La crise a accéléré une mise à distance de la consommation et un phénomène de défiance à l’égard des marques qui s’est progressivement installé ces dernières années. L’interrogation première d’un consommateur, contraint aujourd’hui de se restreindre, n’est plus « Quelle marque consommer ? » mais « En ai-je vraiment besoin? ». Les questions relatives aux marques se placent très en recul dans le nouveau parcours de décision du consommateur, à l’image du rôle en net retrait qu’elles occupent aujourd’hui dans la vie des gens. Et ces questions les concernant sont souvent teintées de méfiance dans un contexte nouveau où les marques sont devenues suspectes.
Le consommateur a changé et aspire aujourd’hui à consommer « mieux », ce qui pour lui ne veut pas dire plus, mais autrement. Mais le marketing, lui, n’a pas changé et reste encore associé au temps riant et insouciant où il était l’art de ce qui fait acheter, en suscitant impulsion voire compulsion. Le « marketing » vu par les gens, c’est le bel emballage trompeur qui interpelle et séduit au moment de l’achat, mais finit dans la poubelle une fois le produit nu, et n’a d’autre justification que celle d’un prix en définitive plus élevé.

Face à un monde qui a changé, face à des consommateurs plus matures, actifs et autonomes grâce au digital, le marketing est donc sommé de se réinventer.

De nouveaux gourous se lèvent, au premier rang desquels les « mathsmen » occupent une place de choix. Grâce au big data, ils annoncent de nouveaux jours très séduisants où marques et consommateurs pourront se resynchroniser.

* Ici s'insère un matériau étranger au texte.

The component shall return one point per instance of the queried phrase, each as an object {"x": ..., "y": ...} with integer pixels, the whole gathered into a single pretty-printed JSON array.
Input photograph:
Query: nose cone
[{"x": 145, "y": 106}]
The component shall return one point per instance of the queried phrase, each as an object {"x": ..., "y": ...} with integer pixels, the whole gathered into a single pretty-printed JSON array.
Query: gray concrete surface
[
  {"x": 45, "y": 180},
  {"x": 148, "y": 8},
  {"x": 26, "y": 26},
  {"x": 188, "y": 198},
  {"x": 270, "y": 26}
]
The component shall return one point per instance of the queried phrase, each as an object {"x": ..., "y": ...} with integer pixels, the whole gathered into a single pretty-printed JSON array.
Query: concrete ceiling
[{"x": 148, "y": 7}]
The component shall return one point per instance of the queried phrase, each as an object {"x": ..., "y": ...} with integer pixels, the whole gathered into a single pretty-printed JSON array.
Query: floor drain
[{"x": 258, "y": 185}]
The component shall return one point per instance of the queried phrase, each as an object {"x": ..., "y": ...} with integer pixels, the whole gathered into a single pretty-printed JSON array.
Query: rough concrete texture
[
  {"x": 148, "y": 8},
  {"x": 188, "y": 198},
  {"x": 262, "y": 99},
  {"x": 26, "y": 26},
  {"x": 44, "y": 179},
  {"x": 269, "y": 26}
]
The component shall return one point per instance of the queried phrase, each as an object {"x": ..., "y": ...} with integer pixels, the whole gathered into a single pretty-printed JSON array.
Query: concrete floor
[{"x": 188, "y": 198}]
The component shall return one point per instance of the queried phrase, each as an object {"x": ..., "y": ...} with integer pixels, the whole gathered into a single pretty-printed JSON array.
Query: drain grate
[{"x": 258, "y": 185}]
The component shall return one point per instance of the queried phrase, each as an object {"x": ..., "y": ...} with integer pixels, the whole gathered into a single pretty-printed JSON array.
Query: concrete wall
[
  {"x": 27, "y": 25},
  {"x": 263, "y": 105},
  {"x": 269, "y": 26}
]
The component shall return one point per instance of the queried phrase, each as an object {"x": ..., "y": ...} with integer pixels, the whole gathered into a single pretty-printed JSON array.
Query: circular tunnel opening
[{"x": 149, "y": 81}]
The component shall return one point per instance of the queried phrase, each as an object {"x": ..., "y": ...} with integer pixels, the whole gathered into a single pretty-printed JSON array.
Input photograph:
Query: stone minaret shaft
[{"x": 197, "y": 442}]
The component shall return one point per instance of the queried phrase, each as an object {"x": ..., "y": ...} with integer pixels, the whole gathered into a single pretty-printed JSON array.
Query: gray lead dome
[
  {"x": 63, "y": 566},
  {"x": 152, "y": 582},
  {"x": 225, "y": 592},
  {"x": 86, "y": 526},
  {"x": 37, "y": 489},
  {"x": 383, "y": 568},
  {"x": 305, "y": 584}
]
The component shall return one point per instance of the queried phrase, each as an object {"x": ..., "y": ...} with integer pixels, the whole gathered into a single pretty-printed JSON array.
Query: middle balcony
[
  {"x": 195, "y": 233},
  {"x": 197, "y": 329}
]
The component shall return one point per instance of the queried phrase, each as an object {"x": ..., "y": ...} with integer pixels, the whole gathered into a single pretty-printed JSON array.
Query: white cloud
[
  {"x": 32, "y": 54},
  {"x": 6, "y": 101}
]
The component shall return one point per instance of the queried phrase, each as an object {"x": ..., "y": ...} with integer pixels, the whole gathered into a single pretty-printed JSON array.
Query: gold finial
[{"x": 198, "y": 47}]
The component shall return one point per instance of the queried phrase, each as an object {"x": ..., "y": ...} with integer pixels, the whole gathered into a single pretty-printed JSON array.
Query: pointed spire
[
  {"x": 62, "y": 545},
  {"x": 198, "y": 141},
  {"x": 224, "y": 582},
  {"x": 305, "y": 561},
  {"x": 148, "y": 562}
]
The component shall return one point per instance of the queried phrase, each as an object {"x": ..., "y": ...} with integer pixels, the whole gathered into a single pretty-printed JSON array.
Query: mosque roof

Réinventé par les scientifiques, le « maths-marketing » saurait ainsi être omniprésent tout en étant transparent et « indolore » afin de se faire accepter d’un consommateur scruté, analysé et réduit en données. Les marketeurs s’offriraient alors une formidable revanche en reprenant le contrôle sur un individu dont ils pourront tout voir tout en restant invisibles à ses yeux.

L’avenir sera donc peut-être être à ce marketing « smart », fascinante mécanique de précision, à l’intelligence mathématique en perpétuelle évolution algorithmique. Un marketing organique capable de détecter en temps réel les besoins, aspirations et désirs du consommateur pour permettre aux marques d’y répondre avec des interactions pertinentes, programmées et automatisées.

D’autres voix s’élèvent cependant pour dénoncer les limites d’un marketing sans esprit, déshumanisé et mécanique.
Que deviendront les marques si elles ne savent plus surprendre et étonner ? Quelle nouveauté pourront-elles incarner si elles ne se risquent plus à être là où on ne les attend pas ? Que restera-t-il de leur capital symbolique si elles s’interdisent de défricher de nouveaux imaginaires ?

Les gens sauront-ils se contenter d’un « flat-marketing » à hauteur d’homme, passé maître dans l’art de s’imbriquer dans leur vie, mais ressassant en boucle des réponses programmées ?

Les marques ne pourraient-elles pas se fixer une ambition plus haute en s’efforçant de redevenir ce qu’elles étaient autrefois, c’est-à-dire force de proposition pour les gens dans leur vie ?
Autrefois, les marques puisaient leur autorité dans leur capacité à donner du sens au quotidien des gens, en leur proposant des modèles culturels, des valeurs, des styles de vie et des rituels qui en faisaient des icônes indispensables et familières. Leur langage entrait dans « l’inconscient collectif » et nourrissait de façon légitime et naturelle nos représentations. La désirabilité des marques résidait dans leur capacité à transformer le vécu et l’enrichir par de nouvelles expériences.

Les marques ne se contentaient pas de l’écoute des besoins du moment. Elles proposaient de nouvelles solutions, incarnaient des aspirations et révélaient des désirs qu’elles contribuaient à formuler et satisfaire.

Aujourd’hui comme hier, dans un monde plus complexe, les marques, même contestées, ne doivent pas abdiquer leur rôle dans la vie des gens et dans la société.
Le marketing doit se réinventer en redevenant une source de progrès et de transformation du quotidien.

Texte publié dans l’ouvrage collectif Rupture, vous avez disrupture ? – Le futur est déjà derrière nous. Editions KAWA. 2015.